The research project develops an Atlas of Rural Protocols as an alternative approach to the existing models of relationship between the urban and the natural grounded on palliative, decorative, or hygienic ethics. Against the grain of these models and superseding their nostalgic frameworks, the notion of the “suprarural” seeks to unveil, reframe, systematize, and empower the unexplored architectural forces latent in rural organizations, particularly focusing on those related to agricultural production and livestock farming. Rather than “naturalizing” nature from the functional perspective of the urban, the aim of the investigation is to develop techniques to straightforwardly “urbanize” with and through those of the rural domain. For this purpose, the target of the investigation is the design and editing of an Atlas of Rural Protocols across two regions: the Argentinean Pampas and the American Midwest, understanding both as coherent pieces of a territorial-scale architecture, yet to be unleashed.

Ciro Najle is the dean of the Universidad Torcuato Di Tella School of Architecture and Urban Studies and Design Critic at Harvard University's GSD. He was the cofounder and director of the Landscape Urbanism Graduate Design and Diploma Master at the Architectural Association, and has taught at Columbia University, Cornell University, the Berlage Institute, the UTFSM Valparaiso, and the Universidad de Buenos Aires. He is director of General Design Bureau, an architectural office and research laboratory in Buenos Aires. His work has been exhibited at the Museum of Contemporary Art, Denver; the Prague Biennale of Art; and the Beijing Biennale of Architecture, where he was curator of the London Pavilion. His work has been published in Quaderns, After the Sprawl, Oris, UR, Plot, Summa, and the 2G Monographs on FOA and MGM. His is coeditor of the books Tokyo Bay Experiment and Landscape Urbanism, with Mohsen Mostafavi, and is currently working on Material Discipline (Princeton Architectural Press), and The Generic Sublime (Harvard University).
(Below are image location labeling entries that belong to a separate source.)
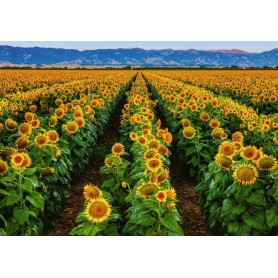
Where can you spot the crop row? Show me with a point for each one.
(136, 198)
(237, 180)
(40, 150)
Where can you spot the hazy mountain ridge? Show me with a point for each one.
(137, 56)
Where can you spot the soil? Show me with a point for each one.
(75, 201)
(188, 206)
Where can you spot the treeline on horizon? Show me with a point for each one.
(139, 68)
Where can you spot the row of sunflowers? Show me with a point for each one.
(46, 138)
(237, 172)
(16, 81)
(136, 198)
(257, 88)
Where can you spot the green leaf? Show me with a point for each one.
(238, 229)
(13, 199)
(36, 200)
(272, 216)
(170, 223)
(28, 185)
(256, 221)
(144, 219)
(22, 216)
(4, 192)
(29, 171)
(257, 198)
(8, 178)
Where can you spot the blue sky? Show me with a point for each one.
(211, 45)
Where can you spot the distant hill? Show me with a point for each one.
(136, 57)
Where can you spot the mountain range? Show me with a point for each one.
(136, 57)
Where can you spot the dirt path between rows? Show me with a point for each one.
(193, 220)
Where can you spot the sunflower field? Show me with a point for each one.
(98, 152)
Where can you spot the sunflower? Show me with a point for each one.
(41, 140)
(154, 164)
(11, 124)
(163, 151)
(249, 153)
(80, 121)
(245, 174)
(53, 136)
(147, 189)
(118, 149)
(59, 113)
(238, 146)
(185, 122)
(3, 167)
(161, 196)
(163, 176)
(227, 148)
(98, 210)
(133, 136)
(35, 123)
(22, 143)
(112, 161)
(238, 137)
(17, 160)
(29, 116)
(217, 133)
(71, 127)
(189, 132)
(266, 163)
(46, 171)
(171, 193)
(57, 151)
(204, 116)
(52, 121)
(214, 123)
(91, 192)
(25, 129)
(168, 138)
(142, 140)
(152, 153)
(155, 144)
(223, 161)
(27, 161)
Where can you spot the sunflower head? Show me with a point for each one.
(98, 210)
(17, 160)
(249, 153)
(22, 143)
(154, 144)
(133, 136)
(3, 167)
(227, 148)
(118, 149)
(112, 161)
(71, 127)
(245, 174)
(238, 137)
(161, 196)
(223, 161)
(41, 140)
(266, 163)
(25, 129)
(53, 136)
(214, 123)
(154, 164)
(162, 177)
(91, 192)
(189, 132)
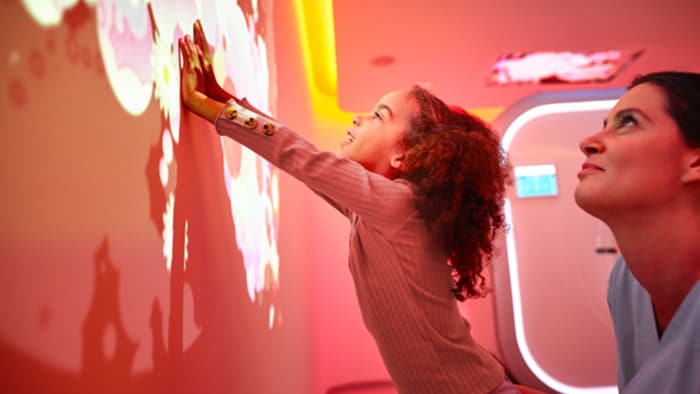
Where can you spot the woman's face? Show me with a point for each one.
(637, 162)
(373, 140)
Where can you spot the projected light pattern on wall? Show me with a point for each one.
(138, 46)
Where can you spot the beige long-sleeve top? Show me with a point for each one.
(402, 283)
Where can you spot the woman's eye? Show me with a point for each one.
(627, 120)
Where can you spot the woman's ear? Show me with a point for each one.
(692, 169)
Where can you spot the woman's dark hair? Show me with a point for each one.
(460, 172)
(682, 91)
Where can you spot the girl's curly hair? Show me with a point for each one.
(460, 172)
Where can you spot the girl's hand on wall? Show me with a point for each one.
(206, 59)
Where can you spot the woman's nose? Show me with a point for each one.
(591, 145)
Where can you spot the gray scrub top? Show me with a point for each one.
(645, 363)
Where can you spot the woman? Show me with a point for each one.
(422, 186)
(641, 177)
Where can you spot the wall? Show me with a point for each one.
(121, 266)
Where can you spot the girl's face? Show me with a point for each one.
(638, 162)
(373, 141)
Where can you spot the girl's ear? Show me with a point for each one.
(397, 161)
(692, 169)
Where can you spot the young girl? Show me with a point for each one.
(422, 186)
(642, 178)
Lluis Ortega cofounded F451arquitectura, rebranded as Sio2arch in 2014, an internationally awarded collaborative practice based in Barcelona, in 1999. Their work includes architecture, exhibition design and curatorship, interior design, urban design, and landscape architecture. He is currently associate professor at the Illinois Institute of Technology in Chicago, and he has previously taught at University of Illinois at Chicago, at the Escola d'Arquitectura La Salle in Barcelona; the Akademie der Bildenden Kunste in Wien; the ETSAM, Madrid; and Harvard University's GSD (where he was assistant professor from 2006 to 2009); the ETSAB, Barcelona; and the University of Alicante. Ortega has edited or coedited several architectural publications, including Quaderns d Aquitectura: Urbanisme between 2003 and 2005; the 2G Monograph 14, with Gustavo Gili; Saques de Esquina in Pretextos, with Moises Puente; La Digitalizacion toma el Mando (Digitalization takes Command), with Gustavo Gili; and Platform 2008, with Actar.